Ce qui admettez-le est bien moins épuisant qu’une remise en question objective.
La critique est toujours plus difficile à encaisser quand elle touche juste. En l’occurrence M. AB , votre article est visiblement influencé par vos positions préalables que l’analyse de Noiriel tend à valider. Cette difficulté à en prendre du recul ne vous place pas en position de juger vous-même du statut d’intellectuel ou non d’un analyste comme Finkielkraut, indépendamment de ses positions, ce qui a tendance à décrédibiliser votre position générale.
La surenchère de vos réactions vient d’ailleurs confirmer ce ressenti.
Il y a par ailleurs dans votre article un certain nombre de postulats commodes, comme celui-ci... :
« Mais les Français ne savent pas que l’identité nationale a fait l’objet de luttes politiques et de définitions variables depuis 1789 »
...ou encore et toujours la présupposition (faite par Noiriel lui aussi) des tendances fascisantes du candidat Sarkozy lorsqu’il emploie l’expression, en raison de son utilisation préalable par le FN.

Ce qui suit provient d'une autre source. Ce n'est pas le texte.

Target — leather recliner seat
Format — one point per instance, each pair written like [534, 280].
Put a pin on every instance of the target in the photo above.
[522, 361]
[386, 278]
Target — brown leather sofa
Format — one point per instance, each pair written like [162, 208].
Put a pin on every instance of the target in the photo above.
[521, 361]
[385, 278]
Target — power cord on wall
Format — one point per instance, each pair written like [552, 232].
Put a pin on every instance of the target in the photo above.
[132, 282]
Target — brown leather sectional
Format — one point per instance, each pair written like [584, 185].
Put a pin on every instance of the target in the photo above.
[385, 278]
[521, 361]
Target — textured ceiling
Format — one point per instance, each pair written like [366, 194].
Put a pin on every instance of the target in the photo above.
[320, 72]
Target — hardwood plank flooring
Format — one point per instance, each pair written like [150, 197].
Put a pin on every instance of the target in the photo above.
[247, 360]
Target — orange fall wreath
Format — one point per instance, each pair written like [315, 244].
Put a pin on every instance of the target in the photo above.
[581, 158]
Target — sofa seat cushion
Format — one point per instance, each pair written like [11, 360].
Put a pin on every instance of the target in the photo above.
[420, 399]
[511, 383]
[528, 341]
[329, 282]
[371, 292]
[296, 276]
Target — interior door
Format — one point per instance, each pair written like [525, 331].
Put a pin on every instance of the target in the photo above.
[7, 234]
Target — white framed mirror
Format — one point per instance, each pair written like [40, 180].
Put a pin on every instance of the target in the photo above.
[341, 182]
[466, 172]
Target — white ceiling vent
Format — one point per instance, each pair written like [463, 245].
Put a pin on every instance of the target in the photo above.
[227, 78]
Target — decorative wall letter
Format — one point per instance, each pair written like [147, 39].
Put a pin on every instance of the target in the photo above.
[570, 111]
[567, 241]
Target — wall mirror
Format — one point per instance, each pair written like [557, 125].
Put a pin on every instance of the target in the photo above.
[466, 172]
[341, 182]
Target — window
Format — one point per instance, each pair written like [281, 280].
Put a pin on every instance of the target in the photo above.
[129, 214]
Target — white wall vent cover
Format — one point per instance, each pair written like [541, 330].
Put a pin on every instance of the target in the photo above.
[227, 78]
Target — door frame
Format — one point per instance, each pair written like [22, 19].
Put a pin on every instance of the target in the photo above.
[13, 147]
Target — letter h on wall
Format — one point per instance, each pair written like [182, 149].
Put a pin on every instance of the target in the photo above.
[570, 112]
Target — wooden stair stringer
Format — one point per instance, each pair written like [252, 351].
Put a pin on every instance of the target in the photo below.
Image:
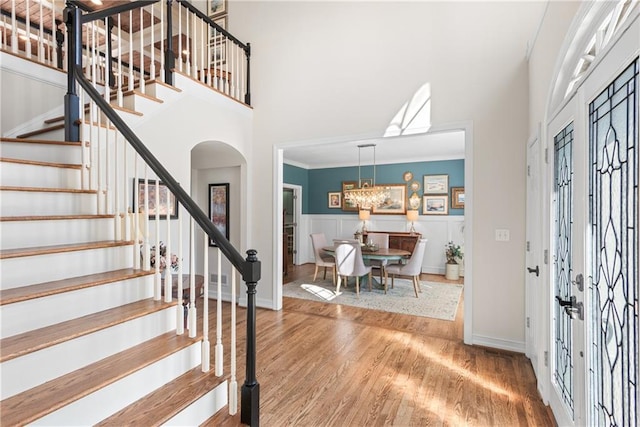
[32, 404]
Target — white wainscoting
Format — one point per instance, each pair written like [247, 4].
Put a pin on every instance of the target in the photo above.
[437, 229]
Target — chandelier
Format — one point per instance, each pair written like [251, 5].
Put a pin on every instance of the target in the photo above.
[367, 196]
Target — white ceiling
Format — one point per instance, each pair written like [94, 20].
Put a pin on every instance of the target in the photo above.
[401, 149]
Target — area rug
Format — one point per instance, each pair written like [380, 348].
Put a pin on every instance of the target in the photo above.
[437, 300]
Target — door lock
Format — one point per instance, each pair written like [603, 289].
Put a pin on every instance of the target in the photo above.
[572, 307]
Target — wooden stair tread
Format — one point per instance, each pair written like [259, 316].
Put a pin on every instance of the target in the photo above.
[28, 406]
[53, 217]
[42, 141]
[47, 189]
[39, 163]
[24, 293]
[37, 339]
[43, 250]
[41, 131]
[153, 409]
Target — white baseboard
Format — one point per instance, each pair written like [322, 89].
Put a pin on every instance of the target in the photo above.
[516, 346]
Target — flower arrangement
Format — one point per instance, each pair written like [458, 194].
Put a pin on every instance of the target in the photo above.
[163, 258]
[453, 252]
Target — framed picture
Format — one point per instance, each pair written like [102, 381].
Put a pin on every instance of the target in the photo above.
[366, 182]
[457, 197]
[156, 202]
[216, 8]
[436, 184]
[219, 208]
[396, 203]
[435, 205]
[347, 205]
[335, 200]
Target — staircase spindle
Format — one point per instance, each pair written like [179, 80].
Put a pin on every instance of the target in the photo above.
[233, 382]
[141, 32]
[168, 255]
[219, 348]
[156, 206]
[192, 282]
[206, 347]
[180, 311]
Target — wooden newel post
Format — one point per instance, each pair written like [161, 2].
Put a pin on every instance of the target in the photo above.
[73, 21]
[250, 394]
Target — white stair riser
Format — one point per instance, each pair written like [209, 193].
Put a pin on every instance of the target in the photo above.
[18, 318]
[42, 152]
[104, 402]
[35, 368]
[27, 175]
[21, 271]
[202, 409]
[24, 234]
[23, 203]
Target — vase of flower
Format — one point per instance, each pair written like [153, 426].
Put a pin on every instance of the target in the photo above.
[453, 254]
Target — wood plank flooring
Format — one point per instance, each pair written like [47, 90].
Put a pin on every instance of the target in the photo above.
[330, 365]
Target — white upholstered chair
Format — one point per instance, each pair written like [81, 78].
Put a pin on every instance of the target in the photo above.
[412, 268]
[349, 263]
[381, 240]
[318, 241]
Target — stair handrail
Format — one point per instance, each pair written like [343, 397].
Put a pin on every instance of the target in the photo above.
[250, 267]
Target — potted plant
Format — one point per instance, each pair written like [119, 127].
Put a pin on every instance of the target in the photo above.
[453, 253]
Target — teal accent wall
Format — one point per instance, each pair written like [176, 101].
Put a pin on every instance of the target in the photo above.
[317, 183]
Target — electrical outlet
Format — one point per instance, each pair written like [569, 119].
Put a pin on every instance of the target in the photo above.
[502, 235]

Noiriel s’étonne, dites-vous, du manque d’investigation sur l’emploi du terme d’identité nationale lors de son apparition en mars. Peut-être est-ce parce qu’une majorité de l’opinion ne partage pas sa vision tabouisante de l’expression, qui a servi de base à toute l’analyse qu’il en développe ?...
C’est amusant ce site où les articles informatifs se mêlent aux billets perso dignes de blogs familiaux.
Moi ce que je trouve très fort chez Sarkozy, c’est sa capacité à confiner ses détracteurs dans le genre de l’auteur dans un rôle d’extase critique vaguement scandalisée et incessante qui a atteint un tel niveau d’habitude que ça la rend inefficace.